According to the new research, the flaws in the panels could lead to serious damage to solar power plants. This type of attack could have a longer lasting effect than just a temporary power outage.
Solar power plants form an interconnected network that shares power across them in order to ensure demand is meant. For instance, when there is a surplus of power, it can be drawn upon by another plant that is in deficit. The management of the grids is based upon power usage expectations.
The Horus Scenario
Germany depends on solar power for more than half of its total power use. If it were to be the target of a solar power attack the results could be devastating.
Westerhof writes about the possible attack scenario, “A cyberattack in this grid at the right time could take out up to 50 percent of the nation’s power supply. Almost instantly causing a very large (nation-wide, up to continental due to the intertwined power grids) power outage.”
There is no way to mitigate the risks of this type of event by storing power as the costs for storage are just too expensive.
Westerhof has dubbed this attack proposition, the ‘Horus Scenario’. If executed in real life it could cost the targeted company and power stations millions of dollars and affect large proportions of the population.
Westerhof claims he informed SMA about the vulnerabilities in their panels in December 2016. He took the alert a step further by addressing his concerns to industry regulators and government representatives in January 2017. However, the engineer says the flaws have still not been addressed by the company nor government.
Even low-level hackers could access power grids
While Westerhof admits the flaws would require a highly sophisticated attack to do serious damage and cause a mass power outage.

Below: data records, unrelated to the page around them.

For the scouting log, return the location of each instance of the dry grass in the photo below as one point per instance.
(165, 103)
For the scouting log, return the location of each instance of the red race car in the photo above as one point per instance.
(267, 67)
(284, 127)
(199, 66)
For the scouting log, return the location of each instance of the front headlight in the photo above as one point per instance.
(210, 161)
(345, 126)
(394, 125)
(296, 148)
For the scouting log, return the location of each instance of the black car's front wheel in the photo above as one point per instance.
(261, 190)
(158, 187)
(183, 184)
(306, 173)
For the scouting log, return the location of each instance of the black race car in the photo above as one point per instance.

The types of flaws mean that even low-level hackers could access power grids. These types of attacks could include a denial of service attack (DOS) or in other cases, the use of default passwords leaving the panels open to hijacking. In some cases, just an internet connection is all that is required to be able to carry out the attack. The full details of just how these damaging attacks could be executed have not been released publicly.
This is not the first reported case of possible hacking of solar panels. In August last year, Forbes reported that a US man had hacked his own solar panels exposing just how vulnerable the systems are. Fred Bret-Mounet, a California security expert, decided to test his own solar panel internet security. In doing so he discovered he actually could gain access to more than 1000 nearby homes with the same brand of solar panels.
The responsibility must fall to manufacturers to ensure the safety of their products as solar technology is increasingly adopted.